The Pentagon, which had encouraged a great wave of consolidations in the defense industry, agreed with Justice Department antitrust investigators that this acquisition goes too far.
"No previous merger has raised so many interrelated problems," Defense Secretary William S. Cohen said yesterday in a joint news conference with Attorney General Janet Reno.
"This is the single largest merger ever challenged," said Reno, adding that the government's interest went deeper than traditional antitrust concerns. "This merger isn't just about dollars and cents. It's about winning wars and saving lives."
The companies' chief executives vowed to fight back.
"We stand by our conviction that this merger is in the best interests of taxpayers, customers, suppliers, the companies and our employees, shareholders and the armed forces of the United States," said Vance D. Coffman of Lockheed Martin and Kent Kresa of Northrop Grumman in a joint news release.
Defense and Justice investigators have been reviewing the proposed purchase since shortly after it was announced in July.
In the lawsuit filed yesterday, the government said the combined companies "would substantially lessen, and in several cases eliminate, competition in major product markets critical to the national defense."
Many of those markets involve military electronics produced at Northrop Grumman's Electronic Sensors & Systems Division in Linthicum.

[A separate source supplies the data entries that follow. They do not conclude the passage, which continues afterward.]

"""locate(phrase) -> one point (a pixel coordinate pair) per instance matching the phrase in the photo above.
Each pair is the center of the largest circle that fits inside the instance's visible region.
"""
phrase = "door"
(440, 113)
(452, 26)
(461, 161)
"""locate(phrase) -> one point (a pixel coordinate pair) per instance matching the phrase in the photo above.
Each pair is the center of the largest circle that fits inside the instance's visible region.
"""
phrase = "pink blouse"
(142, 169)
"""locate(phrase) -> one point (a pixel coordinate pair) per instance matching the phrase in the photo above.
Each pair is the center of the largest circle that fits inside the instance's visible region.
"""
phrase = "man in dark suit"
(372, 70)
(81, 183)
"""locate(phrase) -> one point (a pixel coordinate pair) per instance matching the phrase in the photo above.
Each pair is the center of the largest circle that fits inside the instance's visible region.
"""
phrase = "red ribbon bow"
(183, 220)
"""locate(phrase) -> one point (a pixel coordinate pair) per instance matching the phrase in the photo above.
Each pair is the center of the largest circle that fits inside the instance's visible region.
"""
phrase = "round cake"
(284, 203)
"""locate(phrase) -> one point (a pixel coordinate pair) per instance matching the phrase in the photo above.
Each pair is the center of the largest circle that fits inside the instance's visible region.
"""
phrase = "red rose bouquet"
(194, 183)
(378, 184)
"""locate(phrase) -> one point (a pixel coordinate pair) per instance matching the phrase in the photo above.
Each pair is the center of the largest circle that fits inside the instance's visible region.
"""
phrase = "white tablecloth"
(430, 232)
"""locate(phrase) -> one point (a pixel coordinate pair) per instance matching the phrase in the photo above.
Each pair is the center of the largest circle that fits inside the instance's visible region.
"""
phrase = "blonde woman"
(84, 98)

The lawsuit also contends the two companies are the only makers of radar-evading aircraft: Lockheed Martin's F-117 stealth fighter and Northrop Grumman's B-2 bomber. The government also said Northrop Grumman is the only company that can still compete with Lockheed Martin and the Boeing Co. to build new warplanes.
A source familiar with the companies and the situation said Lockheed Martin plans to file a response to the suit within the 20 days allowed by law and to ask for a trial date in the next couple of months.

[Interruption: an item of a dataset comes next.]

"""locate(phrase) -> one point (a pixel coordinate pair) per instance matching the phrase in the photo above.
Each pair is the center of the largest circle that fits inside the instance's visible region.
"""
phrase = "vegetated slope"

The source said that the company is still prepared to negotiate, but that it expects to have a strong case -- in part because it has already offered to shed any electronics programs that amount to new lines of business, such as radar jammers.
Moreover, government documents will show the top officers of the military services support the acquisition, the companies said.
Company executives have said they first learned of the government's complaints March 6. Since then, Lockheed Martin has offered to divest more than $1 billion in businesses.
But the government wanted them to cut more than $4 billion out of the deal -- effectively all of Northrop Grumman's military electronics business.
"We've concluded that the partial remedies proposed by the parties pose significant risk and will not resolve the competitive problems of this transaction," Cohen said.
Kresa and Coffman say the divestitures the companies proposed would leave Lockheed Martin supplying less than a quarter of the defense electronics purchased by the government, "well below levels that should create antitrust concerns."
They insist Lockheed Martin needs the acquisition to stay competitive with Raytheon Corp., which became a military electronics powerhouse last year by acquiring the defense operations of both Texas Instruments and Hughes Electronics.
The government required only a token $50 million divestiture in that deal, leading industry experts to assume that Lockheed Martin would get similar treatment.
Cohen and his acquisitions chief insisted they have not changed standards in midstream.
"The decisions we reached in this review were not based on new policies. What has changed rather dramatically, though, is the [industry's] environment," said Jacques Gansler, the undersecretary of defense for acquisitions.
Gansler pointed to a chart that showed more than 50 defense companies shrinking to just five in less than a decade.
Charles F. Rule, a Washington lawyer and former head of the Justice Department's Antitrust Division, said the government's case may be strengthened by having the Pentagon as its trump card.
Instead of hearing an economist theorize that the merger will hurt competition, the judge will hear from the companies' actual pTC customer, Rule said. What's more, that customer is the military, whose needs go straight to national security.
The companies say the merger would cut enough costs to save the Pentagon $1 billion a year.
Cohen said the government took those savings into consideration, but determined that the threat of "vertical integration" in the new company could be far more costly.